A couple of months ago while watching "Beat Bobby Flay" (no judgments please), it came up that one of the contestants had spent time in prison. "Whoa that guy has been to jail how can that be???," exclaimed Noli. I took a deep breath and settled on some version of, "We all make mistakes. But if you make a mistake, even if you hurt someone, I think you should still have a chance to make it better and do other things in the world. What do you think?" In the moment it worked well enough and I was proud of myself for resisting the urge to bring up prison abolition (though I did allow myself to plant the seed that perhaps chef Fernando, because he has brown skin, might not have actually done anything bad). All in good time!!

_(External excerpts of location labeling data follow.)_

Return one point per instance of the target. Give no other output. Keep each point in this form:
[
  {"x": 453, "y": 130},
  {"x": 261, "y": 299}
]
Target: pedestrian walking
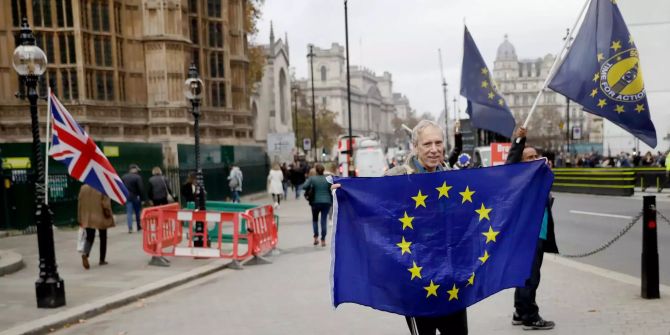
[
  {"x": 94, "y": 211},
  {"x": 427, "y": 156},
  {"x": 527, "y": 312},
  {"x": 235, "y": 182},
  {"x": 320, "y": 199},
  {"x": 133, "y": 182},
  {"x": 159, "y": 189},
  {"x": 187, "y": 189},
  {"x": 275, "y": 187}
]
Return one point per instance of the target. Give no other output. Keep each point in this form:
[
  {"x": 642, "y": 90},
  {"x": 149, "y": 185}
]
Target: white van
[{"x": 369, "y": 159}]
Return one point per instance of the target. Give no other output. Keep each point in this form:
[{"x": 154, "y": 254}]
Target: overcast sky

Anyway, as "Juice" played, then "Soulmate" (my personal favorite), then "Jerome," I kept a running mental list of potentially problematic or complicated words Noli might repeat or ask questions about, and what I would say if she did. I felt I should be one step ahead. My thinking process went roughly like this:
n-word: explain that this is a word black people like Lizzo can say, but we (and other non-black people) cannot; idea of "reclaiming" prob beyond her so just emphasize we cannot say it—very hurtful
f-word: a word for grown-ups, not kids; has worked for other swear words; still young enough she won't question this rule; if she says it don't overreact
gemini: probably won't ask, but could talk about people born at different months/times of the year and basics of astrological sings
threesome: "party" with three people?; revisit/expand when we talk more in-depth about sex
Noli's been listening to r&b, hip hop, and pop her whole life and, while I am fully aware of the messed up gender stuff and explicit content in a lot of this music, I can tell that her enjoyment is mostly of 〰️the vibe〰️. She likes to move and groove. (It's true that a couple of years ago, when I was going through a Jeremih phase, she would occasionally croon "panties by my nightstand" to herself, but thankfully that didn't last very long.) These days one of my favorite things that she does is go around the house chanting, "Who run the world? Girls! Especially Mama!!" But it has crossed my mind that maybe I wouldn't have to think about this stuff if I was really into, like, Bon Iver or Sufjan Stevens??
Lately I've been alarmed by how much time I spend worrying that I have an outsized influence on Noli. What she thinks and likes, and then I realize that that's basically the job description of parenting? It all feels like an overwhelming amount of responsibility and, as I often say to Will, who the hell put me in charge?
As anticipated, my private front seat thoughts were interrupted by a voice from the backseat. I braced myself.
"Mama, I have a question: Why does she say 'love isn't easy'? That's so silly!!"
I could tell you about all the ways I fumbled and botched the answer to this, how I was caught completely off-guard by this child, this person who sometimes kisses our front door before leaving in the morning because she appreciates it so much. But I'm going to let now be the easy part, and let her have the last word.